Question

The radius of a circle with centre O is 5 cm (given figure). Two radii OA and OB are drawn at right angles to each other. Find the areas of the segment made by the chord AB (Take π=3.14)
                           

Answer 1

Hint: In this question, we use the concept of segment and sector of circle. To find the area of the segment , we have to find the area of the sector and the area of the triangle. We use the formula of area of sector \[ = \dfrac{{\pi {r^2}\theta }}{{{{360}^0}}}\], where $\theta $ is the angle subtended by chord at the center of circle and also area of right angle triangle is $\dfrac{1}{2} \times \left( {{\text{Base}}} \right) \times \left( {{\text{Height}}} \right)$.

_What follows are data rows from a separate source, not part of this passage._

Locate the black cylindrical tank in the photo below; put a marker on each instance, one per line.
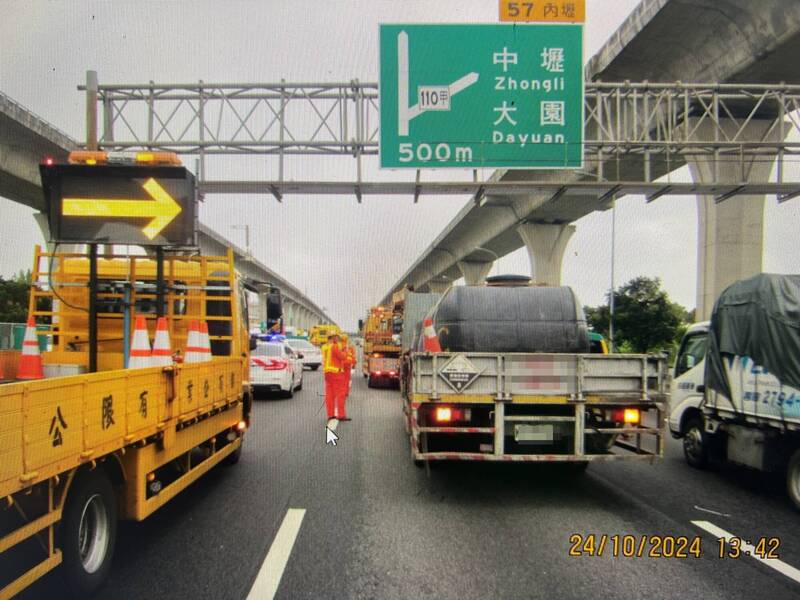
(511, 319)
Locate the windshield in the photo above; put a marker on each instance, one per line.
(267, 350)
(300, 344)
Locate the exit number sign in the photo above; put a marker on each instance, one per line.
(554, 11)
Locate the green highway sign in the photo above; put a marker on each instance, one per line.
(471, 96)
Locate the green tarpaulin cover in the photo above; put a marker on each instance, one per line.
(760, 318)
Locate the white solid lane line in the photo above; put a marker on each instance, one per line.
(774, 563)
(269, 576)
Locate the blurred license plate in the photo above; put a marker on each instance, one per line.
(534, 433)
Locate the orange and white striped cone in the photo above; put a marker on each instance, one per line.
(430, 339)
(30, 362)
(206, 345)
(162, 350)
(140, 353)
(194, 344)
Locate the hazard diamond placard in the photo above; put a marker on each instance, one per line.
(459, 373)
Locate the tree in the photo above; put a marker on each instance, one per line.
(645, 319)
(14, 298)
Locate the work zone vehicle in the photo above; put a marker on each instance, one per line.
(318, 334)
(515, 381)
(381, 362)
(736, 385)
(80, 450)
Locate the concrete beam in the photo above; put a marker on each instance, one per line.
(730, 235)
(439, 287)
(474, 272)
(546, 244)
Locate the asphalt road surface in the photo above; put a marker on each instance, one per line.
(376, 526)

Complete Step-by-Step solution:
Given, radius of circle, r=OA=OB=5cm and angle subtended by chord at the center of circle \[\theta = {90^0}\] .
Now, area of minor segment= (area of sector OACB)-(area of triangle OAB)
Area of sector OACB \[ = \dfrac{{\pi {r^2}\theta }}{{{{360}^0}}}\] , where $\theta = {90^0}$ and radius of circle, $r = 5cm$
$
   \Rightarrow \dfrac{{3.14 \times {{\left( 5 \right)}^2} \times 90}}{{360}} \\
   \Rightarrow \dfrac{{3.14 \times 25}}{4} \\
   \Rightarrow \dfrac{{78.5}}{4} \\
   \Rightarrow 19.62c{m^2} \\
$
Area of sector OACB =19.62 $cm^2$.
Now, we have to find the area of $\vartriangle OAB$ .
We can see $\vartriangle OAB$ is a right angle triangle so we use area of right angle triangle is $\dfrac{1}{2} \times \left( {{\text{Base}}} \right) \times \left( {{\text{Height}}} \right)$ where Base=5cm and Height=5cm
$
   \Rightarrow \dfrac{1}{2} \times 5 \times 5 \\
   \Rightarrow \dfrac{{25}}{2} \\
   \Rightarrow 12.5c{m^2} \\
 $
Area of minor segment = (area of sector OACB)-(area of triangle OAB)
$
   \Rightarrow 19.62 - 12.5 \\
   \Rightarrow 7.12c{m^2} \\
$
Area of the minor segment made by the chord AB is 7.12 $cm^2$.
Now, area of circle $ = \pi {r^2}$
$
   \Rightarrow 3.14 \times {\left( 5 \right)^2} \\
   \Rightarrow 78.5c{m^2} \\
$
Area of major segment = Area of circle- Area of minor segment
Area of major segment =78.5-7.12=71.38
Area of the major segment made by chord AB is 71.38 $cm^2$.
So, the area of minor and major segments made by chord AB is 7.12 $cm^2$ and 71.38 $cm^2$ respectively.

Note: In such types of problems first we find the area of minor sector and subtract the area of triangle from area of minor sector so we get area of minor segment and then find the area of circle and subtract area of minor segment from area of circle so we get the area of major segment.